‘Dimdik ayakta olduğumuzu gösterdik’

Geçtiğimiz günlerde kongresini gerçekleştiren HDP Gençlik Meclisi üyelerinden Yusuf Alış, anti-demokratik uygulamalarla mücadele ettiklerini anlatırken, tüm bunlara rağmen gençliğin kendi gerçekliğine sahip çıkarak iktidara cevap verdiğini söylüyor.

Halkların Demokratik Partisi (HDP) Gençlik Meclisi, 3. olağan kongresini “Şimdi Gençlik Zamanı” şiarıyla 26 Aralık’ta Amed’de gerçekleştirdi. 

HDP İstanbul İl Gençlik Meclisi Üyesi Yusuf Alış’a hem kongreyi hem gençliğin ekonomik kriz, demokrasi mücadelesi ve geleceğe dair beklentilerini, örgütlenme taleplerini sorduk.

Yusuf Alış, tüm baskılara rağmen coşkuyla yapılan kongrenin tüm gençlere umut verdiğini söyleyerek sözlerine başladı: “Kongre süreci gerçek anlamda hepimiz için umut oldu. Birçok gence dokunabildik. Kongrenin enerjisi ve coşkusunu hepimiz hissedebildik. Yoğun baskılar, ablukalar, gözaltılar ve 5 ayrı noktada aramaya rağmen kongremizi gerçekleştirdik. Kürdistan’ın bu kadar yoğun bir şekilde işgal ve sömürü altında olmasına rağmen gençlik aslında hala var olduğunu, kendi gerçekliğini unutmadığını orada tokat gibi yapıştırdı. Kongrede en çok ilgimi çeken şey, insanların yıllardır böyle bir coşkuyla karşılaşmadığı için ağladığını görmek oldu. Aslında gençlik olarak öncüsü olduğumuz bu mücadelede, zindana, sürgüne ve de katliamlara uğramamıza rağmen hala dimdik ayakta olduğumuzu gösterebildik.”
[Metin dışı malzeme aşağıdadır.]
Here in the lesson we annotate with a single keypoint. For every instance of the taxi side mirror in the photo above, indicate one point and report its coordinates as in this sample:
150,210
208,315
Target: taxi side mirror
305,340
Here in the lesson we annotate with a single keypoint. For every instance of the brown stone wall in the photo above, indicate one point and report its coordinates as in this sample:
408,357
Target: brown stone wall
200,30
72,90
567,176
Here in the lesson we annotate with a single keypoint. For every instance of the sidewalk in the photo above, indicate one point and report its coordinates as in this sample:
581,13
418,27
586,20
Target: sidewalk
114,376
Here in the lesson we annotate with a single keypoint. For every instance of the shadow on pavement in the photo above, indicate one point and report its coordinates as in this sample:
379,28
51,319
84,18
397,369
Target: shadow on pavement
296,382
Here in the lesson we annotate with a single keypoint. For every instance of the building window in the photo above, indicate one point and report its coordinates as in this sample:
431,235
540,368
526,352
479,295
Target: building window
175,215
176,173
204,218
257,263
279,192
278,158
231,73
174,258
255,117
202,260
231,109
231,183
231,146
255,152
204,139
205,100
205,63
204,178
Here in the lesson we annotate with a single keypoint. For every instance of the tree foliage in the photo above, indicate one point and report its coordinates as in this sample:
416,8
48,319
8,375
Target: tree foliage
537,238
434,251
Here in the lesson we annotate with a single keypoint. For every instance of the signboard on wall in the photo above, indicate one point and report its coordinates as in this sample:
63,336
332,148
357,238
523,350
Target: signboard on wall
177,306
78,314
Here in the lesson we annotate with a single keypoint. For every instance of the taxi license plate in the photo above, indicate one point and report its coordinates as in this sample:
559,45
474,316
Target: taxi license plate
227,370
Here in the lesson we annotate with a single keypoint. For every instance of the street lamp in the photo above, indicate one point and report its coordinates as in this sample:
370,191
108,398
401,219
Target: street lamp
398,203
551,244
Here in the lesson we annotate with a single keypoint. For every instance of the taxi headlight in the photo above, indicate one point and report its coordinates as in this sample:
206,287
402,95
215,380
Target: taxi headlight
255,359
ALTERNATİF DE GELECEK DE BİZİZ

Ekonomik kriz, işsizlik, demokrasinin olmayışı nedeniyle gençliğin durumu nedir, diye sorduğumuz Alış, bunların hepsinin birbiriyle bağlantılı olduğunu belirterek, şöyle devam etti: “Devletin savaş politikaları yüzünden ve yüzde 1lik bir kesim rahat edebilsin diye milyonlarca genç işsiz kalıyor. Tek adamın eline geçmiş sistem, tüm geleceğimizi gasp ediyor. Her gün milyarlarca doları servetlerine katıyorlarken üniversiteli genç arkadaşlarımız hem okuyup hem de çalışmak zorunda kalıyor. İşçi olan arkadaşlarımız ise fazladan mesai yapıp düşük ücretlere kanaat etmek zorunda kalıyor. Örneğin, asgari ücrete “sözde” zam geldi diye birçok arkadaşımızı işten çıkarttılar. Yaşamın her alanında demokrasinin olmayışı, savaşın varlığı ve bitmişlik hali sezilebiliyor. Tam da bu yüzden şu an var olan sistemin bir çıkış olmadığını; mevcut çıkış yolunun da alternatifin de biz gençler olduğumuzu bilmek gerek. Artan kriz sebebiyle gençliğin genelinde umutsuzluk ve çözümsüzlük hakim. Oysa gençlerin örgütlenmeye ve sistemin dayattığı apolitik yaşamı ret etmesine ihtiyaç var.”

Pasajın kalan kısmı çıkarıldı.